UN MONDE POST-OCCIDENTAL
Comment nommer notre époque ? Depuis la fin de la Seconde Guerre mondiale, nous avons traversé la « guerre froide », l’« après-guerre froide », puis le temps du « monde unipolaire » ou, pour reprendre le mot d’Hubert Védrine, celui de l’« hyperpuissance » américaine… Et maintenant ?
Les analystes hésitent entre la « fin de l’après-guerre froide », ou carrément l’« après-après-guerre froide », ou l’émergence d’un « monde multipolaire », voire bientôt « bipolaire » (Etats-Unis-Chine). Mais l’expression la plus juste serait sans doute le « monde post-occidental » ; car s’il est une donnée fondatrice de cette période historique, c’est la fin du monopole du pouvoir occidental. Ce n’est pas venu du jour au lendemain, et nous n’en avons pris conscience que progressivement.
La crise financière de 2008 a ainsi donné naissance au G20, car, depuis le début de l’actuelle décennie, les pays dits « émergents », les fameux Brics (Brésil, Russie, Inde, Chine et Afrique du Sud) identifiés par la banque Goldman Sachs comme les pays à plus forte croissance du nouveau siècle, ne pouvaient plus être ignorés. Ils le pouvaient d’autant moins que le monde était menacé de banqueroute. Mais il s’agissait d’économie, pas de gouvernance politique.

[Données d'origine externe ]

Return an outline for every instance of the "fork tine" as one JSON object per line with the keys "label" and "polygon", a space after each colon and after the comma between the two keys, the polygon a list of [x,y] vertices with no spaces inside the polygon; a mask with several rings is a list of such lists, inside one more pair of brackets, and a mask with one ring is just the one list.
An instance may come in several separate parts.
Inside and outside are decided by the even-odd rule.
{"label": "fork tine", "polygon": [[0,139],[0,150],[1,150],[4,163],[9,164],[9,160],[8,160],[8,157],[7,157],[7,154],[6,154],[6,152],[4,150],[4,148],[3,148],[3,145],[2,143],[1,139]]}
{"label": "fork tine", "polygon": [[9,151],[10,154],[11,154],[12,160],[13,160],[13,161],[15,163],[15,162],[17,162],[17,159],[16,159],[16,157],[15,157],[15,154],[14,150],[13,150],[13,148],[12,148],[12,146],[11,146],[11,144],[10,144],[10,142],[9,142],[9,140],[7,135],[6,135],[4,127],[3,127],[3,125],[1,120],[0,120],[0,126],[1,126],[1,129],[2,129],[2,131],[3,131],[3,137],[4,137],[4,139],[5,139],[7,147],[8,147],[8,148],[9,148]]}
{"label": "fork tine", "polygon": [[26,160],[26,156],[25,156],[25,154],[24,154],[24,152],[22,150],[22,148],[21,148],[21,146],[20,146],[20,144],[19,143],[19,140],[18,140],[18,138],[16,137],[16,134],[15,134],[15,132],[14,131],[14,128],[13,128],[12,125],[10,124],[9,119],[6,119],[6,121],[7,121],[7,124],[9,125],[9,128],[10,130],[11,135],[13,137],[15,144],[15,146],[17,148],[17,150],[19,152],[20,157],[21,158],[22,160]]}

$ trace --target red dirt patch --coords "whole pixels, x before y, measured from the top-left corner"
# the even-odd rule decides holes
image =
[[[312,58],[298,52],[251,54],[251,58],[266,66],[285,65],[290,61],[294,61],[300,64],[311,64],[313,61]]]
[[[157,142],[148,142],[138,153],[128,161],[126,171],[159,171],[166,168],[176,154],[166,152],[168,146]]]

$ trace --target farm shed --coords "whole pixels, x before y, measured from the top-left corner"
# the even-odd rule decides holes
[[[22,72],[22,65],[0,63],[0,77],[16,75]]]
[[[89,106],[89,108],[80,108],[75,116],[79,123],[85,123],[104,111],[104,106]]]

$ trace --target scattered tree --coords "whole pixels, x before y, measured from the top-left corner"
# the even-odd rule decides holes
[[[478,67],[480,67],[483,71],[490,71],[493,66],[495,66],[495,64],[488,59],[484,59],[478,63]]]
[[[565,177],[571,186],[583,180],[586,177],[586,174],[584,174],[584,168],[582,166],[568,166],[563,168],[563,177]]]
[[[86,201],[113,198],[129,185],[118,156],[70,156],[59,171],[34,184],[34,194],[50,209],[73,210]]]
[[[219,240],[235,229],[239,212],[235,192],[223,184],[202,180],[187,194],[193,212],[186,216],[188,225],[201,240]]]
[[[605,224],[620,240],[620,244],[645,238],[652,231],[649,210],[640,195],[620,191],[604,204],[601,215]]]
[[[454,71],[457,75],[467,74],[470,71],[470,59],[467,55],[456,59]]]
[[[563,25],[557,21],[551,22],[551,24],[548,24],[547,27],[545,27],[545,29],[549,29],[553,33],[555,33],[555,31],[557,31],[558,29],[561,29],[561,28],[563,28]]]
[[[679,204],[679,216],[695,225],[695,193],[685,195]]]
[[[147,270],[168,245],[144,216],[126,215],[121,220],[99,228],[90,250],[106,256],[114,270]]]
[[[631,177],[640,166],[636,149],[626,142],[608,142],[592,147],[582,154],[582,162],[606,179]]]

C’était écrit depuis longtemps, depuis que les géants d’Asie se sont tour à tour réveillés. En 1870, les trois premières puissances économiques mondiales étaient le Royaume-Uni, l’Allemagne et la France (1). Un siècle plus tard, en 1973, les Etats-Unis étaient passés en tête, suivis du Japon et de l’Allemagne. En 2010, exit le dernier européen : le podium actuel est constitué des Etats-Unis toujours en tête, suivis de la Chine et du Japon. En 2030, si l’on en croit les projections, la Chine sera numéro un, suivie des Etats-Unis et de l’Inde… Il en irait autrement si l’Europe était un ensemble fédéral, mais il s’agit là d’une autre histoire.
Il y a quelques années encore, le monde dit occidental, concept géopolitique suffisamment élastique pour inclure le Japon et tout allié des Etats-Unis, quelles que soient son histoire et sa géographie, doutait peu de son influence dominante sur la marche du monde. Il en va autrement aujourd’hui. Le conflit syrien, plus que nul autre événement, a servi de révélateur à la bascule des forces : la décision prise en 2013 par Barack Obama de ne pas intervenir sur ce front a laissé pour la première fois le terrain libre à une Russie résurgente, mais aussi aux puissances régionales devenues des acteurs autonomes et pas simplement des relais des « grands ». La Syrie est le premier conflit « post-occidental », ou plus simplement « post-américain ».
La place de la Turquie est révélatrice de ce nouvel environnement : autrefois pilier de l’Otan sur son flanc oriental, elle en sera sans doute un jour le fossoyeur, en renouant avec un rêve impérial – et autocratique – tiré de sa longue histoire. La Turquie d’Erdogan a quitté l’orbite occidentale et participe à la reformulation des équilibres mondiaux.
L’Europe est le continent le moins bien préparé à cette nouvelle donne, elle qui a si longtemps trouvé le parapluie américain confortable, et a renoncé à devenir une puissance à part entière. Elle n’a pas encore digéré ce nouvel environnement, partagée entre la tentation autoritaire comme remède aux fracas du monde et la difficile transformation d’un état d’esprit hérité d’une époque révolue. Il est temps de se réveiller, non pas pour restaurer l’ordre ancien, mais parce que le monde a changé, sans nous.
(1) « Spheres of Influence », graphique d’Arvind Subramanian dans « The Economist » daté du 9 septembre 2011.